The pain is stabbing ("like electric shocks"), piercing, sharp, or knife like. It usually lasts a few seconds but can last up to two minutes. The pain can be so sudden and severe that you may jerk or grimace with pain. The time between each pain may be minutes, hours, or days. Sometimes several pains repeat in quick succession. After an attack of pain you may have a dull ache and tenderness over the affected area which soon eases. However, constant pain in the face is not usually a feature of TN.

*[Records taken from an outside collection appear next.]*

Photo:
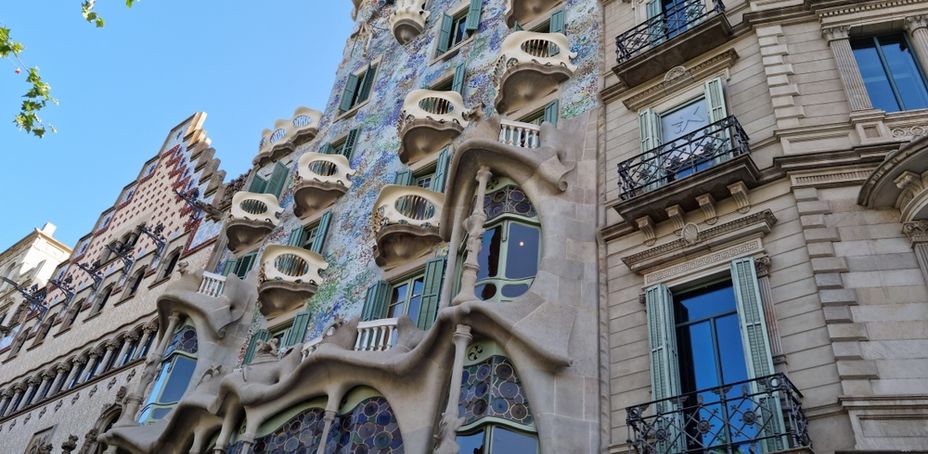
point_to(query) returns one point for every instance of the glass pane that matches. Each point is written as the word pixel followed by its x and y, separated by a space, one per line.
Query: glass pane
pixel 488 259
pixel 180 378
pixel 522 257
pixel 508 442
pixel 905 72
pixel 471 444
pixel 871 69
pixel 697 306
pixel 698 366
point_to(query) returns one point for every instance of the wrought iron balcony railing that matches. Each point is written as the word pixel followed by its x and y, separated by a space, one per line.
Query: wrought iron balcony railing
pixel 682 157
pixel 759 415
pixel 672 22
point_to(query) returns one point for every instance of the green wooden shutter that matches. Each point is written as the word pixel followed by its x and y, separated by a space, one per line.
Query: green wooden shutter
pixel 403 178
pixel 441 171
pixel 366 83
pixel 434 275
pixel 473 15
pixel 375 302
pixel 297 330
pixel 319 240
pixel 756 345
pixel 229 267
pixel 551 112
pixel 260 335
pixel 296 237
pixel 457 84
pixel 350 143
pixel 557 22
pixel 444 35
pixel 276 184
pixel 257 185
pixel 351 87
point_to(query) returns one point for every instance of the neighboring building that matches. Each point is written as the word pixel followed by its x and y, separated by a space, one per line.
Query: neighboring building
pixel 66 368
pixel 763 220
pixel 31 261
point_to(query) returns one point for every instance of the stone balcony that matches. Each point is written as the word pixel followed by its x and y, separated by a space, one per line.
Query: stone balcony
pixel 405 223
pixel 289 276
pixel 321 179
pixel 408 19
pixel 685 31
pixel 287 135
pixel 430 120
pixel 251 217
pixel 531 66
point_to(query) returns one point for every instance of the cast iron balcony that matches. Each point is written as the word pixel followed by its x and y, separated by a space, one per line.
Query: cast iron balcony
pixel 680 33
pixel 320 180
pixel 531 66
pixel 705 161
pixel 405 223
pixel 430 120
pixel 408 19
pixel 759 415
pixel 289 276
pixel 251 217
pixel 287 135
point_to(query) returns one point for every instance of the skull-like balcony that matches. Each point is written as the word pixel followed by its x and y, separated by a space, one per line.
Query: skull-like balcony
pixel 251 217
pixel 287 135
pixel 405 223
pixel 408 19
pixel 289 276
pixel 320 180
pixel 430 120
pixel 531 66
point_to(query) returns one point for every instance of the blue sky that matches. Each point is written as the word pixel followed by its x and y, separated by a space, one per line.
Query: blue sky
pixel 121 89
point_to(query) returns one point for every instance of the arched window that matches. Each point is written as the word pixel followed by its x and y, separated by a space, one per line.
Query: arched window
pixel 511 245
pixel 180 359
pixel 497 416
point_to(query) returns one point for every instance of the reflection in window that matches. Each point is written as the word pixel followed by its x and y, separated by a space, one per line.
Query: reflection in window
pixel 891 73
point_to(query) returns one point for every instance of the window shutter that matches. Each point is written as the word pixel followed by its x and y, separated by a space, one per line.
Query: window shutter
pixel 458 83
pixel 297 330
pixel 276 184
pixel 350 143
pixel 403 178
pixel 258 185
pixel 229 267
pixel 557 22
pixel 551 112
pixel 260 335
pixel 296 237
pixel 366 83
pixel 434 275
pixel 375 302
pixel 441 171
pixel 715 99
pixel 665 377
pixel 321 231
pixel 351 87
pixel 444 36
pixel 473 15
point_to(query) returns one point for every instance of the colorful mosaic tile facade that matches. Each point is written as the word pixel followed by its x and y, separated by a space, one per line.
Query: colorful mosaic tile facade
pixel 491 388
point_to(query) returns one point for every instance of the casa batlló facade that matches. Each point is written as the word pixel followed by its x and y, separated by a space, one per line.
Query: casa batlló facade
pixel 649 226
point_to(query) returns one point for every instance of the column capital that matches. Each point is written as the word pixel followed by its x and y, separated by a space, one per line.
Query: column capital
pixel 913 23
pixel 836 33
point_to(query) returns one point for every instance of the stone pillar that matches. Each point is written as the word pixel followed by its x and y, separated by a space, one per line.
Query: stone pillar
pixel 917 26
pixel 27 396
pixel 474 224
pixel 152 361
pixel 839 40
pixel 451 420
pixel 62 372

You may have 'trigger points' on your face where touch or even a draught of air can trigger a pain. These are often around the nose and mouth. Because of these, some people do not wash or shave for fear of triggering a pain. Eating, talking, smoking, brushing teeth, or swallowing may also trigger a pain. Between attacks of pain, there are usually no other symptoms, the nerve works normally, and a doctor's examination would find no abnormality.